In the wake of the Lion Air crash in Indonesia, it emerged that the 737 Max contains software that forces the plane’s nose down in certain circumstances to prevent it stalling. Some pilots weren’t aware of the safety system and felt they should have been told. The New York Times reported that the manufacturer wanted to keep additional pilot training to a minimum (the 737 Max competes with Airbus SE’s 320neo).
Boeing insisted, however, that all pilots know how to override the plane’s automated systems. In view of the Lion Air disaster, it would be surprising if the Ethiopian Airlines pilot was unaware of this procedure. So it’s quite possible the causes of these two crashes are unrelated.

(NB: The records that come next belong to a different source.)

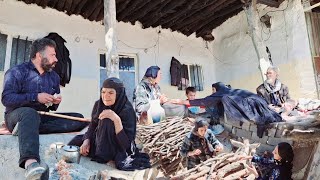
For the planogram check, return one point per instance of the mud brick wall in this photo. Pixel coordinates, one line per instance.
(303, 149)
(248, 130)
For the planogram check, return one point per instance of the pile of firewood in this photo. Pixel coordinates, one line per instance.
(163, 140)
(226, 166)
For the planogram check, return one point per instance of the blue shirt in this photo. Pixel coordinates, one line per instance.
(22, 84)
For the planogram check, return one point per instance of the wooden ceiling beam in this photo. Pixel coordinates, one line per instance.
(53, 3)
(67, 6)
(90, 7)
(222, 10)
(271, 3)
(138, 11)
(122, 6)
(60, 5)
(80, 6)
(147, 18)
(95, 13)
(218, 21)
(204, 15)
(73, 6)
(184, 14)
(166, 11)
(131, 6)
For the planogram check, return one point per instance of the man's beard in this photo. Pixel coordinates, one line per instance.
(46, 66)
(270, 81)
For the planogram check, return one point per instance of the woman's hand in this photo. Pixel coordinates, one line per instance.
(108, 113)
(251, 170)
(85, 147)
(194, 152)
(163, 99)
(245, 157)
(113, 117)
(219, 148)
(57, 99)
(179, 101)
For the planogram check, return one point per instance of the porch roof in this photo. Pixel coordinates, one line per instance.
(184, 16)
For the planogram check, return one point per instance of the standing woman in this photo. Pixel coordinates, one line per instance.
(148, 97)
(113, 127)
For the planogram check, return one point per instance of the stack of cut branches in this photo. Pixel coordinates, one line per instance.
(226, 166)
(163, 140)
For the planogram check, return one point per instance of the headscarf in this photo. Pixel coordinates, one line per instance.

Until there is clarity about the circumstances of the latest disaster, though, some passengers will naturally be anxious about flying on the aircraft. Airline owners of the 737 Max, which include Southwest Airlines and American Airlines Group, are monitoring the investigation closely. That the two crashes of a new model of aircraft happened so closely together will add to the sense of urgency.
Given China’s and Ethiopian Airlines’ grounding of Boeing 737 Max planes after the latest crash, there are naturally questions about whether this will now be extended to the global fleet. Such a scenario would obviously be a huge reputational blow to Boeing, which delivered more than 250 Max planes last year and is ramping up production to fulfill more than 5,000 orders. The plane is sold out until 2023.
The jet’s sales success is a big reason why Boeing’s shares are close to a record high and analysts expect it to generate about $US15 billion of free cash flow this year. On Monday, its shares have fallen around 6 per cent to $US352.72 in late trade.
But all of that is secondary to Sunday’s tragedy. Up until now, it was to the credit of Boeing, Airbus and the airlines that passengers could board a commercial aircraft knowing that a crash was incredibly unlikely.
While this remains the case, that there’s even a sliver of doubt about a top-selling aircraft type is a shocking development. Passengers and airlines need answers, quickly.